Mr. Rove delivered a lecture entitled "What makes a great President" on Nov. 13, 2002, at the University of Utah. Here are some excerpts:

But it strikes me that one of the most important things that a president has to have to be successful is clarity of vision. Effective presidents have a strategic vision and a direction in which they want to lead the country. They are concerned with big issues and big challenges, and seek to explain their vision in a way that allows people to understand their circumstances and develop confidence in those proposals.

For the clarity of vision doesn’t necessarily always lend itself to a clarity of direction, which is the second great characteristic – consistency of purpose but a willingness to change strategy in moments of crisis.

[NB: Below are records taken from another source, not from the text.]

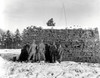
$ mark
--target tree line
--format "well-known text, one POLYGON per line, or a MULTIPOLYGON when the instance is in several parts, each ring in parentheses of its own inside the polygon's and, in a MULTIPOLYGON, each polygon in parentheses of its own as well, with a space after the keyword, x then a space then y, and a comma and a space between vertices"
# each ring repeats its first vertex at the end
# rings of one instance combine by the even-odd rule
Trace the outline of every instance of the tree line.
POLYGON ((10 30, 2 31, 0 33, 0 48, 1 49, 18 49, 21 48, 22 36, 19 29, 15 33, 10 30))

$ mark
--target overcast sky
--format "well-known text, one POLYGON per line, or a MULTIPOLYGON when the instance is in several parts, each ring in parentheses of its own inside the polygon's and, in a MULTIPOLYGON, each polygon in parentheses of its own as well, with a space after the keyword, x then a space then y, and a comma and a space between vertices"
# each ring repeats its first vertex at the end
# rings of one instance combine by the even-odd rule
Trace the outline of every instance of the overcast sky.
POLYGON ((55 28, 99 27, 100 0, 0 0, 2 29, 22 31, 31 25, 47 28, 50 18, 54 18, 55 28))

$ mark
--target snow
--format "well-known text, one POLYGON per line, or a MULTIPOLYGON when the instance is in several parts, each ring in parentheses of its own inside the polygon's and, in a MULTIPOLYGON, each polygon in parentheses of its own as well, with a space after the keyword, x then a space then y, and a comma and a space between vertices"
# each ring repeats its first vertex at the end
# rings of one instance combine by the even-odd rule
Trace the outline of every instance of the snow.
POLYGON ((0 57, 0 78, 100 78, 100 64, 73 61, 20 63, 0 57))
POLYGON ((21 49, 0 49, 0 53, 20 54, 21 49))

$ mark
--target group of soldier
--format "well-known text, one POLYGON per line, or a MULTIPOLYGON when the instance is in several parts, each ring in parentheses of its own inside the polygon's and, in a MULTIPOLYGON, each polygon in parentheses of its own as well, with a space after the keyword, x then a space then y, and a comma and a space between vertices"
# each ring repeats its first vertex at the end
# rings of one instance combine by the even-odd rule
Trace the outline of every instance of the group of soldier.
POLYGON ((55 63, 56 61, 61 62, 63 55, 63 48, 61 44, 58 46, 55 42, 51 44, 44 44, 43 40, 39 44, 36 44, 36 41, 33 40, 32 44, 26 44, 19 56, 19 61, 25 62, 50 62, 55 63))

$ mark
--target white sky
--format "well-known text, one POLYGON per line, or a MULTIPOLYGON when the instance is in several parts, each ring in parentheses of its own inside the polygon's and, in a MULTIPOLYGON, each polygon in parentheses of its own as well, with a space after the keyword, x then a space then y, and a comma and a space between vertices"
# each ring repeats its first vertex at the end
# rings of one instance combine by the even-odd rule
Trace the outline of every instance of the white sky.
POLYGON ((50 18, 54 18, 55 28, 99 27, 100 0, 0 0, 1 29, 15 32, 17 28, 22 31, 31 25, 47 28, 46 22, 50 18))

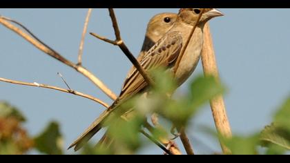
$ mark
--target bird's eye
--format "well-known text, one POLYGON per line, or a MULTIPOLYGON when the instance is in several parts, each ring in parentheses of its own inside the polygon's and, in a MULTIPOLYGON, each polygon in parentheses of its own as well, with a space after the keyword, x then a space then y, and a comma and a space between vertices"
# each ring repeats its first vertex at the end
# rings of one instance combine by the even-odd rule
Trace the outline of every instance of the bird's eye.
POLYGON ((194 9, 193 11, 195 14, 200 14, 200 9, 194 9))
POLYGON ((165 21, 166 23, 169 23, 169 22, 171 21, 171 19, 170 19, 170 17, 165 17, 165 18, 164 18, 164 21, 165 21))

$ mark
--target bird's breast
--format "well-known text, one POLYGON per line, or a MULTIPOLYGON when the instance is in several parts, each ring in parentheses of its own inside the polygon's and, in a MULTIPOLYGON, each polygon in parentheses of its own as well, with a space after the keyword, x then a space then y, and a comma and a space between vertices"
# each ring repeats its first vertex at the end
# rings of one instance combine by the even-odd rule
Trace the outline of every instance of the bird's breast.
MULTIPOLYGON (((182 48, 186 48, 186 50, 175 74, 179 86, 182 85, 193 73, 197 65, 202 52, 203 33, 201 28, 198 27, 195 28, 188 45, 185 47, 190 32, 191 30, 188 29, 182 33, 182 48)), ((182 50, 182 49, 181 51, 182 50)))

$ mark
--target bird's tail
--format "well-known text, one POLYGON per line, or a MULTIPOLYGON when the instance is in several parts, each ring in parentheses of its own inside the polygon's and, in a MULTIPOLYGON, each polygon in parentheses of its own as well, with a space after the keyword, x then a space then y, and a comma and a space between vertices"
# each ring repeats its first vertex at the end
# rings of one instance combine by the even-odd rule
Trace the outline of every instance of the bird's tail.
POLYGON ((75 146, 75 151, 81 148, 95 134, 102 128, 104 120, 108 117, 113 109, 107 109, 97 118, 88 128, 68 147, 75 146))

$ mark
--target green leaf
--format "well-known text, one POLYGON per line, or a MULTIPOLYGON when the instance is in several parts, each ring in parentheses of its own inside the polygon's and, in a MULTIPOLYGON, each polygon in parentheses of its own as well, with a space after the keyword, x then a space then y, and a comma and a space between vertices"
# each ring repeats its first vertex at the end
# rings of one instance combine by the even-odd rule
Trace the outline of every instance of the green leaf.
POLYGON ((274 116, 274 122, 290 131, 290 97, 278 108, 274 116))
POLYGON ((35 138, 35 147, 40 152, 49 155, 61 155, 63 139, 59 132, 59 125, 50 122, 44 131, 35 138))
POLYGON ((231 139, 223 139, 233 155, 256 155, 259 141, 258 134, 250 136, 234 135, 231 139))
POLYGON ((191 99, 195 107, 224 92, 224 87, 213 76, 198 76, 191 84, 191 99))
POLYGON ((7 102, 0 102, 0 117, 14 117, 20 122, 25 122, 26 118, 16 108, 7 102))
POLYGON ((86 144, 81 148, 81 155, 111 155, 113 154, 110 148, 95 146, 91 144, 86 144))
MULTIPOLYGON (((269 147, 274 144, 290 150, 290 133, 284 128, 274 124, 265 127, 261 133, 260 140, 261 145, 263 146, 269 147)), ((273 148, 273 146, 272 147, 273 148)), ((272 148, 273 150, 273 148, 272 148)))

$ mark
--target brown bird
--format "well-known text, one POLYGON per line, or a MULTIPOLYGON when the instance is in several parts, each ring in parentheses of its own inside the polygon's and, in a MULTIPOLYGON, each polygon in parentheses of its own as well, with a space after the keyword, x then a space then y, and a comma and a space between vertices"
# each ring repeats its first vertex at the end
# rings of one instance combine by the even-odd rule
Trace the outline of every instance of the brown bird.
MULTIPOLYGON (((156 27, 153 28, 150 32, 147 32, 147 34, 151 33, 151 35, 146 35, 142 50, 138 57, 140 65, 146 70, 162 66, 173 70, 180 52, 185 48, 183 57, 175 74, 178 86, 182 84, 193 72, 200 57, 203 44, 202 30, 204 24, 213 17, 223 15, 216 9, 205 9, 199 22, 197 23, 197 27, 188 45, 185 47, 184 44, 190 37, 191 30, 201 11, 200 8, 182 8, 177 16, 171 14, 173 18, 172 20, 175 20, 174 22, 171 21, 169 24, 163 26, 160 25, 161 18, 163 18, 161 17, 162 15, 160 15, 160 17, 157 15, 153 17, 148 23, 148 31, 150 28, 156 27), (161 37, 161 39, 154 46, 149 48, 153 44, 150 44, 150 41, 151 41, 150 39, 154 42, 154 39, 158 39, 159 37, 161 37), (149 50, 147 50, 147 49, 149 50)), ((167 20, 167 18, 163 19, 165 22, 167 20)), ((125 79, 118 98, 108 109, 93 122, 86 131, 70 146, 69 148, 75 146, 75 151, 79 149, 84 143, 88 141, 103 127, 104 121, 110 113, 115 110, 120 102, 122 102, 137 93, 146 92, 147 87, 148 84, 141 74, 135 67, 132 68, 125 79)))

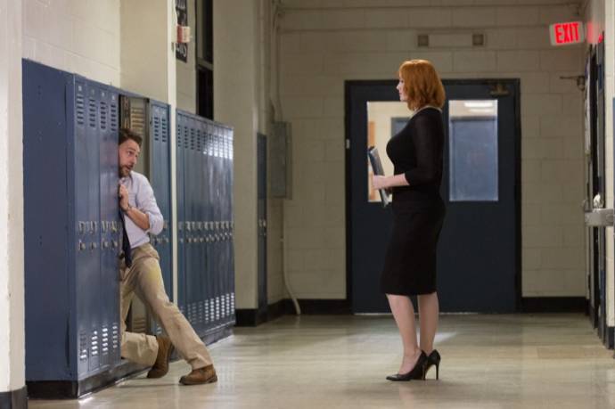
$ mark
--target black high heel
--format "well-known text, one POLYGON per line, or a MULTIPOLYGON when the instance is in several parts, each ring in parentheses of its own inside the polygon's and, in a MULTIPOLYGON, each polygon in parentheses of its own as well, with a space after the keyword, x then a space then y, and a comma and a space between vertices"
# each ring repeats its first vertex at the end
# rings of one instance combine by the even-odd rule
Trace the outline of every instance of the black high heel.
POLYGON ((421 356, 419 359, 416 360, 414 367, 412 371, 406 373, 396 373, 395 375, 387 376, 388 380, 393 380, 394 382, 399 380, 425 380, 425 364, 427 364, 427 355, 423 351, 421 351, 421 356))
POLYGON ((439 379, 440 360, 441 356, 439 352, 436 349, 431 351, 430 356, 427 356, 427 362, 425 363, 425 375, 427 375, 427 371, 429 371, 431 366, 436 365, 436 380, 439 379))

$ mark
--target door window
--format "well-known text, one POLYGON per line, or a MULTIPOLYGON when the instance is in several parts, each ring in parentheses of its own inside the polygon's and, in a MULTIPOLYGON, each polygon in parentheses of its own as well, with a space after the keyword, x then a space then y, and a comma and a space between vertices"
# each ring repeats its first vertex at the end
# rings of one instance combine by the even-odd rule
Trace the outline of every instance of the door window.
POLYGON ((450 201, 497 201, 497 100, 449 102, 450 201))

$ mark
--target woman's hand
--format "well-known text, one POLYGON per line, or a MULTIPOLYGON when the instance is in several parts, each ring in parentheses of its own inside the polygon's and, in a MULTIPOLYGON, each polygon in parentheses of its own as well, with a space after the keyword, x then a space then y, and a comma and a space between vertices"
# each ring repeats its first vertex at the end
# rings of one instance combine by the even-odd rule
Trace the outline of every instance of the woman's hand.
POLYGON ((372 177, 372 185, 374 189, 388 189, 390 187, 389 177, 374 175, 372 177))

The third thing, and this is what I have come to understand acutely in the last two years, is that in moments of crisis presidents benefit, for good or for ill, from the legacies that have been left to them by the previous presidents.

What Truman did in changing the national security structure of the United States made it possible for America to win the Cold War and develop the military strength necessary to keep the peace.

A successful president must have an internal self-confidence. A good president doesn’t wet his finger in the morning and put it in the air to see which way the wind is blowing, but has core values and confidence in self.

Successful presidents are also successful coalition builders. No president can operate effectively by himself. A president must build coalitions within his own party and between the parties. He must also rise above parties. That’s not to say to triangulate against both parties, but at times, to put the interests of the country above the partisan interests of either party.

A successful president also organizes advisers to give him what a president most often lacks – solid, straightforward advice.

A president who is successful, I am convinced, is a president who spends a lot of time figuring out how to cultivate this truth-telling, because you can get very isolated inside that bubble. Sixteen hundred Pennsylvania Avenue is 18 acres of sheer utopia, and like Utopia it can be isolated from reality quickly.